Thursday, May 22, 2008

Help Me Interpret, part II

Post doc and the annonymous commenter on my last post confirmed my suspicions about the post doc job I received an email about yesterday.

I was interested in hearing other's opinions on it before I gave mine because I am SO incredibly pissed off right now. When I sent this email to my current mentor she said "did you not find out about this job until long after it was posted?" So the consensus is that it's a timing issue and not one of qualifications for the job.

As it turns out this job was posted end of April, I wrote my cover letter and emailed my recommenders on May 2nd asking for letters (mailed my CV and cover letter that afternoon). Recommender 1 sent letter May 3rd, Recommender 2 sent letter May 5th. On May 15th I emailed Recommender 3 (my graduate advisor!!) to say "did you get this email about this letter I need" and they responded that they did get it but hasn't sent it yet because they had been swamped!

Guess what that means? The post doc job got the most important letter!! 2 weeks after the other two letters and all my other materials arrived (which means they got it yesterday or the day before) and they contacted me immediatly upon receiving it.

This is the 2nd job opportunity where I've gotten a "too bad your letter was so late" email. The last one was not my grad advisor, so at least it's not always the same person but I really feel like they're screwing me here!

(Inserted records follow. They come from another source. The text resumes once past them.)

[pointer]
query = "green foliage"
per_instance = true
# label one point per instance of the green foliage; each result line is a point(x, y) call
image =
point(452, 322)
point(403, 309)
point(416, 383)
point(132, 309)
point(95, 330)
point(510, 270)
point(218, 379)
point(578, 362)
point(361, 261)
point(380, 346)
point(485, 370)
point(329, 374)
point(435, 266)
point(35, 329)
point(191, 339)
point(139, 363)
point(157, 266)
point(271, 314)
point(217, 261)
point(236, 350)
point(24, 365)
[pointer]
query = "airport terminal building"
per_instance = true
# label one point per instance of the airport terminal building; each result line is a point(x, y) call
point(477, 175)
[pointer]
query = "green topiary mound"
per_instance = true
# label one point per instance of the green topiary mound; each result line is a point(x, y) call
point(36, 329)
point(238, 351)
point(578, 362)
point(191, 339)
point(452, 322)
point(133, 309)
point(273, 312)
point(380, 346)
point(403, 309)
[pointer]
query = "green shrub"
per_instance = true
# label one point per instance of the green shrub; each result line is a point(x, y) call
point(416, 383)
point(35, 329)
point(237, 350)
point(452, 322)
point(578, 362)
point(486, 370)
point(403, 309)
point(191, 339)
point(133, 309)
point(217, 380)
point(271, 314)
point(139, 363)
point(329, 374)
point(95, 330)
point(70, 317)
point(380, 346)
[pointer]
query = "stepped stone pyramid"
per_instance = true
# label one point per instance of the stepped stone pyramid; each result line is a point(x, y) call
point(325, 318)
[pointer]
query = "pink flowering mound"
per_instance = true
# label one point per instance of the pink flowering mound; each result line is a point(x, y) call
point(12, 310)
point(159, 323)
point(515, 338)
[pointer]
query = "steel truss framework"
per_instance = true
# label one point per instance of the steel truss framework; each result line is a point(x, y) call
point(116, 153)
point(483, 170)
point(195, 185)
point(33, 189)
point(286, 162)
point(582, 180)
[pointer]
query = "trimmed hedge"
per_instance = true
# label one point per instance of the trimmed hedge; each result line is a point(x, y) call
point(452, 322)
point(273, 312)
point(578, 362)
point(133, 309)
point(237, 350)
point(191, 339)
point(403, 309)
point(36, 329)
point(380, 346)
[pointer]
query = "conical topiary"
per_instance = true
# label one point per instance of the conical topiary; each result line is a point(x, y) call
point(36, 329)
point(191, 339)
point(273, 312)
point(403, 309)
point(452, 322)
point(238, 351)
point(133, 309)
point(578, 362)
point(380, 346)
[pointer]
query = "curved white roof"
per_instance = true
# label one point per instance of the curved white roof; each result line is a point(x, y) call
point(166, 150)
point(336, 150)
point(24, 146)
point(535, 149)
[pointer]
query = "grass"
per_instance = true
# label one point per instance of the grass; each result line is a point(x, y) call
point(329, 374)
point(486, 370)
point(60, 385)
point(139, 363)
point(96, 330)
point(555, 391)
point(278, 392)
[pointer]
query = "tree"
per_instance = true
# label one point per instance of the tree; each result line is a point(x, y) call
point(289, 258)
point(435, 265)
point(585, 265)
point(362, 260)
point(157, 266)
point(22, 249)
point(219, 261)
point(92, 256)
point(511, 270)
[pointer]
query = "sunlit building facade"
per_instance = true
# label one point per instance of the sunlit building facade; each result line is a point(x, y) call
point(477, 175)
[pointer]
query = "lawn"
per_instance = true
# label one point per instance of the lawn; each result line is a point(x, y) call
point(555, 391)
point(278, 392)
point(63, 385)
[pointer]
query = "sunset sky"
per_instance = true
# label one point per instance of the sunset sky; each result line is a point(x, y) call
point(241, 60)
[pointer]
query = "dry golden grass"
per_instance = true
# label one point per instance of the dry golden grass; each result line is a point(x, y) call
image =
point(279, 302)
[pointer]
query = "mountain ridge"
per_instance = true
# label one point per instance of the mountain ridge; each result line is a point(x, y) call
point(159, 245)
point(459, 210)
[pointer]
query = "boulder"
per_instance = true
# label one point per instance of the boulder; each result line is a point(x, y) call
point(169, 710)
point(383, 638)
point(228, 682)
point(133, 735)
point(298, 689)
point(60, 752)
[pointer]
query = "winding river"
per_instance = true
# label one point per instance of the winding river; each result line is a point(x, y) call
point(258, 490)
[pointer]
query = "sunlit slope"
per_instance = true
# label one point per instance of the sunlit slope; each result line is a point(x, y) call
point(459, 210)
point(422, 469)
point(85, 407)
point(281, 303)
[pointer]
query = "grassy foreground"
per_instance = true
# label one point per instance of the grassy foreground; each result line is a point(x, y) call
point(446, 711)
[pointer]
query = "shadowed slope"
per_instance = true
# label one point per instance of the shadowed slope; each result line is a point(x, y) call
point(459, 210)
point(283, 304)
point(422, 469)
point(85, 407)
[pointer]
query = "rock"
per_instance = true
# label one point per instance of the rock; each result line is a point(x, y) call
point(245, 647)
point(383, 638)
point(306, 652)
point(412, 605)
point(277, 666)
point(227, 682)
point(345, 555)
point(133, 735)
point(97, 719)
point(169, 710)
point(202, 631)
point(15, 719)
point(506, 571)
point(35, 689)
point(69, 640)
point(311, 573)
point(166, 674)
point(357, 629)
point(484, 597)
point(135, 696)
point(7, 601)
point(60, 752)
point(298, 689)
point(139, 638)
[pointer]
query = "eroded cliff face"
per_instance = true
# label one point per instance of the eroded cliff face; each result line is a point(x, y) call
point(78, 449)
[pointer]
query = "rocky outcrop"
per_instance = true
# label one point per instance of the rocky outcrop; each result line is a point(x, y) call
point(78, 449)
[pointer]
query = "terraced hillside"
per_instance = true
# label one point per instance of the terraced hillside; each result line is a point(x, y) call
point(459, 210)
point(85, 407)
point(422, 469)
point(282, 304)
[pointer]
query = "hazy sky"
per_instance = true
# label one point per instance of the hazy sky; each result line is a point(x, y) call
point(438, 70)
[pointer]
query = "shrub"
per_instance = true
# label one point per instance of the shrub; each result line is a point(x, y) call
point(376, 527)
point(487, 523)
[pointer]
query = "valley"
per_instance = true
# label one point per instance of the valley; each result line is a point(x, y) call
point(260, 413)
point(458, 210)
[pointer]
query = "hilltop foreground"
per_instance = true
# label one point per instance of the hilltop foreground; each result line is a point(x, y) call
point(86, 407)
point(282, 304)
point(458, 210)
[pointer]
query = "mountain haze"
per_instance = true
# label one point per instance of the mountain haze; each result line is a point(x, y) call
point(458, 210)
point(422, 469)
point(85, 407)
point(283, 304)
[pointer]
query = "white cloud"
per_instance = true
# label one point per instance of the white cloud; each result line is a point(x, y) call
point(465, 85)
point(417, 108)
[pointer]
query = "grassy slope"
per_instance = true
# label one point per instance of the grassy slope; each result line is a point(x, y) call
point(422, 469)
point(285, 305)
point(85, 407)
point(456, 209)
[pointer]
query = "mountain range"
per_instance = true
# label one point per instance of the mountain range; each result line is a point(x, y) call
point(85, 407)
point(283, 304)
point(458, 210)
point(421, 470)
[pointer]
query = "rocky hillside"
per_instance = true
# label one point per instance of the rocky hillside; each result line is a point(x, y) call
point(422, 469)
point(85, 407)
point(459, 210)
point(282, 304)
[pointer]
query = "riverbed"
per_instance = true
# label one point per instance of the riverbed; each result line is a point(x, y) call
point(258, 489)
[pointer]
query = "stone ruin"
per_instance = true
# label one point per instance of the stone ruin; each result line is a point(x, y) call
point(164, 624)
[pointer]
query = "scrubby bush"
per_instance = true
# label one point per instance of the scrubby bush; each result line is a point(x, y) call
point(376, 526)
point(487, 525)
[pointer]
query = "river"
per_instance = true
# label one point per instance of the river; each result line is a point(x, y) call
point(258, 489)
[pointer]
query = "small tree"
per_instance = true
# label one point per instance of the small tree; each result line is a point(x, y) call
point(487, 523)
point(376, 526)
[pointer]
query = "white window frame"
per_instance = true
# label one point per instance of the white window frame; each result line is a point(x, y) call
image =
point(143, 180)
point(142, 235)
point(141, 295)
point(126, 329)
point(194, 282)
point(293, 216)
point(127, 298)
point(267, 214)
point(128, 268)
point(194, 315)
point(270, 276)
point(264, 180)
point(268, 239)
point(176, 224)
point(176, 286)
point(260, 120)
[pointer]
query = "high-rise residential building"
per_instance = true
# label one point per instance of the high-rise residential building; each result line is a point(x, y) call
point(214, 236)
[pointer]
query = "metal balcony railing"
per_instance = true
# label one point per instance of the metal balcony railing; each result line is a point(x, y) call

The letters are written-- all they have to do is change the contact info, I try to give them as much notice as possible.. how fucking hard it is to find the time to print it out and give it to the department secretary???

So here's to hoping that they hate all the first rounders and I actually get the chance to interview.

5 comments:

post-doc said...

Oh, ick. In the current market, your references can not screw around - this is important stuff and if opportunities are missed because someone is 'swamped,' you need to be immediately informed so you can go to plan B. I'd personally be polite but clear about how vital it is that materials get sent in a timely manner.

(SO sorry about this! It really sucks. I hope the first round applicants are terrible.)

Mamabeek said...

That sucks horribly! It's a familiar tune to me, too, though. Had this happen on jobs and also when I was applying to various graduate programs. I agree w/ post-doc that people need to let you know what their time frame is for writing letters so you can ask someone else if need be.

I was just told that I should ask some of my profs for letters of rec NOW, for internships with application deadlines all the way in November!!! I'm glad for the heads up though, because it would suck to ask in August only to learn they can't get to me because they have so many other students already in line. But as you say, if the letters are already done and all they have to do is print and mail, that's pretty lame.

Is it possible to hand them an addressed, stamped envelope to help the process along?

I sure hope first round is unsatisfactory and you get a fair shake at this job.

Psych Post Doc said...

Thanks for the comments. I am still pretty pissed about this and I am waiting to see how it all plays out before confronting my GA.

You are both right that LOR are so important especially in this job market. It's even worse because I do not really have a plan B given that this is my GA, people are going to really wonder why I don't have a letter from my grad advisor and that alone could impact my job candidacy.

Maybe after the holiday weekend I'll hear about some of the other jobs I applied for and then this won't sting so much.

Mamabeek- my post doc mentor is GREAT about sending letters the day I ask. It's my 2 GA who have been late and they each live 6 hours away in different directions so nope, I couldn't just hand them the envelopes. I wish.

thenextfish said...

I personally give my referees at least two weeks notice when I need them to write for me. If I need something last minute I'm always very apologetic and give them the option to back out.

Having had to write references for multiple students at once in the midst of research and lecture prep I can sympathise with your referee. It DOES add up. So I think you can only be pissed off if s/he didn't complete it by a deadline you indicated.

Are you sure they hadn't advertised earlier because that is an incredibly fast moving process!

Great idea for a blog - it's so easy to get lost in postdoc land - you've motivated me to go finish writing that article!

Psych Post Doc said...

Thanks for the comment the next fish.

All that you say is very true and I try to give as much notice as possible as I too have had the never ending letter writing that can drive you over the edge.

However, I am in a unique position as my letter writers have been sending letters for me since Oct as I applied for a couple of tenure track jobs. Then most recently I started applying for non-academic positions and spoke to my letter writers about the different between the two.

I told them that 1. I'd only be asking for letters when the job ad specified it. 2. Non-academic jobs tend to move really quickly so I need them to send the letters ASAP. 3. I would send them the job description and my cover letter but that if they didn't have time to do too much editing for each job I totally understood.

Then when I send a request I always remind them that I need it ASAP (or by the deadline if there is one in the job ad), and to let me know if this is problem.

My GA never wrote me back at all, thus I am pissed. In the past GA has not written me back but then later says "oh by the way I sent that letter last week when you asked" so I just assumed that was the case this time and the letter was sent.

And yes, this is definitely the first time that job was posted. It's a research center associated with but separate from a major university. Perhaps things just move faster there.